More than 30 years after it was made, the documentary "Winter Soldier" is finally getting its big-screen release in the United States. The movie, made by a team of filmmakers, is a stark recording of Vietnam War veterans' accounts of atrocities committed by American soldiers during the war. (See review on Page 28.)

In a hotel conference room in Detroit in early 1971, former soldiers and antiwar activists gathered for what was called the Winter Soldier Investigation, named after a line in a Thomas Paine poem. One of the original financial backers of the WSI and the subsequent film based on it was Jane Fonda, who in 1971 was already known for her role as "Barbarella" but was not yet being called "Hanoi Jane." In an e-mail interview, Fonda talked about what she hopes audiences will take from the film.

"In my book [her memoir, 'My Life So Far'], I call the 'Winter Soldier' chapter 'Redemption,' because I feel that is what the WSI represented for those brave men. They were asking Americans to hear them in their collective truth-telling." Among the soldiers who testified were Scott Camil, Rusty Sachs and future senator John Kerry, all of whom were members of Vietnam Veterans Against the War.

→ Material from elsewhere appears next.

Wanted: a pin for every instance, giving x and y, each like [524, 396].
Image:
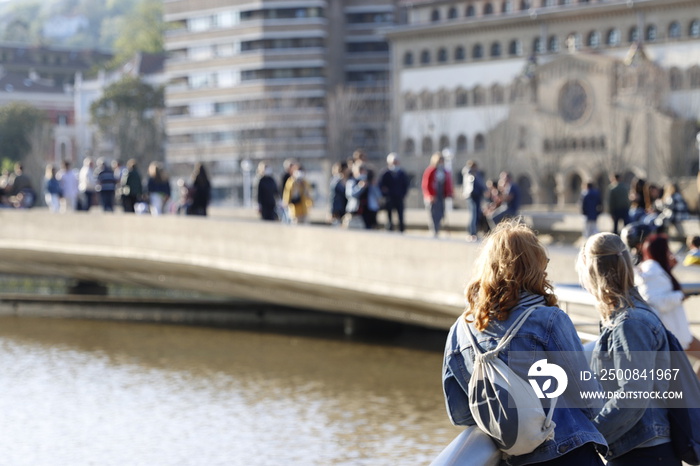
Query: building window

Fonda said "Winter Soldier" shows the psychological impact of the war on service personnel: "Starting with the Vietnam War we began training soldiers differently. In my book I talk about secret meetings I had with military psychologists who were really worried about what was happening to our combat personnel. 'We're turning them into killing machines,' one of them said to me. This began because the military discovered that in World War II and Korea, soldiers weren't killing enough (in their opinion), so they changed training procedures."

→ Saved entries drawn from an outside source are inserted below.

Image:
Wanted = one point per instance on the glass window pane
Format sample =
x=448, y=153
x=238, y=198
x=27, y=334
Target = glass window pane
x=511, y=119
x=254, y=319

However, Fonda insists, "it's critical that we understand that the soldiers are not to blame. How they were trained, how their officers either gave the green light or turned a blind eye to what was happening on the ground is what matters. When you put young people into an atrocity-producing situation where enemy and civilian are commingled, where the 'other side' is dehumanized, we cannot be surprised by what these men report in the film."

Fonda insists, "We have not learned the lessons of Vietnam. The returned veterans tried valiantly to tell us what the lessons were, [but] most of us turned our backs. . . . Today the returning antiwar Iraq vets are being called 'unpatriotic.' We must listen to what they have to say."

"Winter Soldier" is at Landmark's E Street Cinema, 555 11th St. NW. Tickets are $6.75 and $9.50. Call 202-452-7672.

One Week for "Two"

Another war, another continent: Claude Berri's touching 1967 film, "The Two of Us (Le Vieil Homme et L'Enfant)," tells the story of Claude (Alain Cohen), an 8-year-old Jewish boy whose parents send him to live with their friend's parents in the French countryside in 1944. The shy boy eventually develops a close friendship with his elderly caretaker, played by Michel Simon, who won the best actor award at the Berlin Film Festival for his role. The AFI is screening "The Two of Us" in a new 35mm print through Thursday at the AFI Silver Theatre, 8633 Colesville Rd., Silver Spring. Tickets are $6.75 to $9.25. Call 301-495-6720.

-- Christina Talcott

Jane Fonda says she is glad that "Winter Soldier" is finally released.